On the whole, the studies described indicate an essential role for glutamine in protecting CSC from redox imbalance. In contrast with these studies, a signaling pathway linking glutamine deprivation to stemness induction has been proven in epithelial ovarian cancer cell lines PA1 and OAW42, and colorectal cancer cell line HCT116. Here, glutamine depletion increases mitochondrial ROS, which activate MAPK signaling cascade. ERK1/2 phosphorylate dynamin-related protein-1 (DRP1) at Ser616. Once phosphorylated, DRP1 can bind to the mitochondrial outer membrane, constrict the membrane and promote mitochondrial fragmentation. Fragmented mitochondria localized in the perinuclear region increase ROS locally and induce stem-like properties, as demonstrated by enhanced numbers of CD44 and CD117/CD45 positive CSC [52]. The causal link between ROS and DRP1 phosphorylation is supported by the ability of the ROS scavengers NAC and GSH to reduce both DRP1 phosphorylation and mitochondrial fragmentation in glutamine-deprived condition. Moreover, ERK inhibition prevents DRP1 phosphorylation in glutamine-deprived cells. Finally, these authors demonstrate that treatment with GLS1 inhibitor L-DON mimics the effects of glutamine starvation and enhances the expression of the stemness markers. Hence, these results suggest that regional glutamine deprivation may lead to the dedifferentiation of cancer cells. Interestingly, in this study redox imbalance does not result from reduced glutathione synthesis since no significant difference in cellular GSH is observed upon glutamine starvation.

2.2. Glutamine, TCA Cycle, Anaplerotic and Cataplerotic Fluxes in CSC

An important function of glutamine metabolism in cancer is the replenishment of TCA cycle intermediates to support bioenergetics and biosynthesis. However, TCA cycle intermediates can also exit the cycle and contribute to glutamine-dependent cataplerotic pathways involved in cellular biosynthetic reactions. The balance between these two processes is mostly regulated by two enzymes: GLS, which converts glutamine to glutamate and initiates anaplerosis; and GS, which catalyzes de novo glutamine synthesis from glutamate and ammonia. Below, we will describe recent findings demonstrating how different glutamine-derived products serve different functions in different CSC populations.

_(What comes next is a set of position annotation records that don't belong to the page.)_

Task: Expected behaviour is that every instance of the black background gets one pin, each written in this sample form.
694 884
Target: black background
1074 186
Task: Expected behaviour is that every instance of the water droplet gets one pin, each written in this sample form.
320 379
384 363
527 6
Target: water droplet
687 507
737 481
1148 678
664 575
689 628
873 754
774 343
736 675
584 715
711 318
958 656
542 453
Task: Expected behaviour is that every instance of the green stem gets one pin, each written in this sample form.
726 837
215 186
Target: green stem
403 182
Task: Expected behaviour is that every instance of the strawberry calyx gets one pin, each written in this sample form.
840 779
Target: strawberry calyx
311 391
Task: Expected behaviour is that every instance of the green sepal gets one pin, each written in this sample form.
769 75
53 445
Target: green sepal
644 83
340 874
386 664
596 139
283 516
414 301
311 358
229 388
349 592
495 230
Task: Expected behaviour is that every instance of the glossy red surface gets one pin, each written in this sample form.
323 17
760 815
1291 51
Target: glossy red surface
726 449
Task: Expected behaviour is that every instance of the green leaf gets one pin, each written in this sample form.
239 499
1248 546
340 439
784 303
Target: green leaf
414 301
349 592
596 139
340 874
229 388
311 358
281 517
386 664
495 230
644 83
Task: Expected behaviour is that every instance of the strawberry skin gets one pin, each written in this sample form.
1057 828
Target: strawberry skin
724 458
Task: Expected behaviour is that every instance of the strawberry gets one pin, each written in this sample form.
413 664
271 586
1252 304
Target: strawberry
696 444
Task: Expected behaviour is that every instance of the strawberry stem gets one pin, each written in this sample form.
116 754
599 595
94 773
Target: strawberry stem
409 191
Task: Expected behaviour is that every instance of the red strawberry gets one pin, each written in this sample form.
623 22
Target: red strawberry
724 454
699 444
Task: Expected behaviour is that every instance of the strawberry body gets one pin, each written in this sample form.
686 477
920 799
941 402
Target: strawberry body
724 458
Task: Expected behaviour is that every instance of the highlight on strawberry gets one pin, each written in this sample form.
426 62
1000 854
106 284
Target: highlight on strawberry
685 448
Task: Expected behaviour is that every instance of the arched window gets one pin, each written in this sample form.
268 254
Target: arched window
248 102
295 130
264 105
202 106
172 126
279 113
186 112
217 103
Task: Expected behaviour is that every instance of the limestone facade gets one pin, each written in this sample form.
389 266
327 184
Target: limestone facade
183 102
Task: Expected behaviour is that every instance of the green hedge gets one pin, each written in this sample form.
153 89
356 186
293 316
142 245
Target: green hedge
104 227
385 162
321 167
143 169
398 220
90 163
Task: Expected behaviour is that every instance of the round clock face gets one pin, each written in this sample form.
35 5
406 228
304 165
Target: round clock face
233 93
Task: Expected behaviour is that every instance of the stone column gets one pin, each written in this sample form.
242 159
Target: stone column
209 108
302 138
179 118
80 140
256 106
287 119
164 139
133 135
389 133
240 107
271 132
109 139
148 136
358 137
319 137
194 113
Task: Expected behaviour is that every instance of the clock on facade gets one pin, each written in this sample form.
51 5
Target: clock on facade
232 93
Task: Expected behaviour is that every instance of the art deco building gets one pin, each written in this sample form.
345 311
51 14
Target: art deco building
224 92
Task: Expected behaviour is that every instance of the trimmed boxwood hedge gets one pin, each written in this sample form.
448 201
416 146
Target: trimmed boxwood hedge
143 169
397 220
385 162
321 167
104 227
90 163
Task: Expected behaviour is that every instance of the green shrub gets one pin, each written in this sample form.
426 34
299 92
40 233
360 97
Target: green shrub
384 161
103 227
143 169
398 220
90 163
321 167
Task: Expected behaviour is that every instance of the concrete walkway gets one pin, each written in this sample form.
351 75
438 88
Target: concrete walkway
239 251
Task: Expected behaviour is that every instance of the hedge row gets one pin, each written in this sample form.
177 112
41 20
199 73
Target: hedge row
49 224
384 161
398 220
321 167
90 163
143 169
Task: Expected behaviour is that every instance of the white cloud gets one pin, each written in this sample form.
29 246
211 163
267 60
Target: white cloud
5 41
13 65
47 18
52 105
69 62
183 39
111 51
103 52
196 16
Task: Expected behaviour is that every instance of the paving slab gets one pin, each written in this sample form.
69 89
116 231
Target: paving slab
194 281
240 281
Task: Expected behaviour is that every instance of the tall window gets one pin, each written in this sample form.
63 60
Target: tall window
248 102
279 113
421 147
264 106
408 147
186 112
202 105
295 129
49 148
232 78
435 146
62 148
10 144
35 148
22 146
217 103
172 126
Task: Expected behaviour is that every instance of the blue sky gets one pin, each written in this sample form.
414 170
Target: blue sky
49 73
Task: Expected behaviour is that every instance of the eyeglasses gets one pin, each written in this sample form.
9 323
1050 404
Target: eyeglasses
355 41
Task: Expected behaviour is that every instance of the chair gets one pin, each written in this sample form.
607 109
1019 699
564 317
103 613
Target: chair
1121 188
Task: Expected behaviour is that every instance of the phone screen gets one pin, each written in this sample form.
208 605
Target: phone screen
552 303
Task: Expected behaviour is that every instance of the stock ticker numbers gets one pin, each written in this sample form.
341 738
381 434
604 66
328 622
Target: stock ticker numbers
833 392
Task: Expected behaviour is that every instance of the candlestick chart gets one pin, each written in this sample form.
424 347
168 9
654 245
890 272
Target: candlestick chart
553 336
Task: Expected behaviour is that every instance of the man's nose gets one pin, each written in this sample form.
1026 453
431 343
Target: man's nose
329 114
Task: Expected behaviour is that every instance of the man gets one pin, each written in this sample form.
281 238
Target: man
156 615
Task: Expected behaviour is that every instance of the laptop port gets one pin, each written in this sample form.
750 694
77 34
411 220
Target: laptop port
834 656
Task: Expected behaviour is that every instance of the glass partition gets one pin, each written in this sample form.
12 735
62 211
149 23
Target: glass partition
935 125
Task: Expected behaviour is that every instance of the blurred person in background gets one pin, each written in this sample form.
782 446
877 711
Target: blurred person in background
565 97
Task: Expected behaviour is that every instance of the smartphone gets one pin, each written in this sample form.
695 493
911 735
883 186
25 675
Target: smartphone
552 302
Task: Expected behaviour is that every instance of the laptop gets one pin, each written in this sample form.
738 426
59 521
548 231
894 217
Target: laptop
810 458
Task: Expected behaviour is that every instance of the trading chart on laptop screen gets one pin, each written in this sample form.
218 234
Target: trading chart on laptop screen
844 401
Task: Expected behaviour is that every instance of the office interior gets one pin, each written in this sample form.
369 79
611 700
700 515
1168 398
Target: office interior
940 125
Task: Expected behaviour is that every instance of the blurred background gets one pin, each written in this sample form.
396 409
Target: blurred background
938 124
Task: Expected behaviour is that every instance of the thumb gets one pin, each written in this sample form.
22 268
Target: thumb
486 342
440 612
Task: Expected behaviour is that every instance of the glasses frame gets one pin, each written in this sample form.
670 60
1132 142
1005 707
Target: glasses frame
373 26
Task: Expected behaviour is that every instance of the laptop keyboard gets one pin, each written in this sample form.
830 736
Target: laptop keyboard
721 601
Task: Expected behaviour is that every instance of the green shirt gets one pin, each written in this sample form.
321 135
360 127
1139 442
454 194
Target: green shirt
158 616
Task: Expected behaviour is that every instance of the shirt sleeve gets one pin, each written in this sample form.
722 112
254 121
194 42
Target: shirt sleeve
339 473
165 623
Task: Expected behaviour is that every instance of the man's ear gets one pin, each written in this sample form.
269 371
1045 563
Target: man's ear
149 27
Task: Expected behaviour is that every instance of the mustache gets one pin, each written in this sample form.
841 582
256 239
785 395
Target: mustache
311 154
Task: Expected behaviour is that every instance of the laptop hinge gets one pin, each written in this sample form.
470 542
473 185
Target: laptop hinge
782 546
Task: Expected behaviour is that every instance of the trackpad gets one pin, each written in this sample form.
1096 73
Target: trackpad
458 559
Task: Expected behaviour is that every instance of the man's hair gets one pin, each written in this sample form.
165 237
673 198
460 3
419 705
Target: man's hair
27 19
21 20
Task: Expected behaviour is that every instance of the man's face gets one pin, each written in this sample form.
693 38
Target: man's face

A key function of anaplerotic reactions is generation of ATP. This function appears to critically contribute to chemo-resistance in a stem-like cell line derived from HepG2 cells, characterized by a high level of stem markers CD49f, CD99, CD34 and overexpression of the ATP-binding cassette transporter P-glycoprotein, which confers it resistance to doxorubicin. In these cells, treatment with GLS inhibitor BPTES reduces P-glycoprotein activity and doxorubicin efflux, suggesting that resistant HepG2 stem-like cells depend on mitochondrial ATP production fueled by glutamine [53].
A different GLS-mediated biosynthetic pathway is NEAA synthesis; in fact, glutamine directly supplies nitrogen for asparagine synthesis, but also contributes to the synthesis of several amino acids through its conversion to glutamate [54]. A role for glutamine in driving NEAA biosynthesis has been described in CSC from gynecological malignancies. Here, metabolome analysis of OVTOKO (ovarian clear cell adenocarcinoma) and SiHa (cervical squamous cell carcinoma) cell lines grown under 3D spheroids conditions reveals an increased concentrations of amino acids related to TCA cycle, such as glutamate, aspartate, and serine. Interestingly, in this CSC model, ROS levels in 3D spheroids are lower than in cells in 2D adherent culture conditions, and glutamine does not appear to serve a major role in redox homeostasis [55].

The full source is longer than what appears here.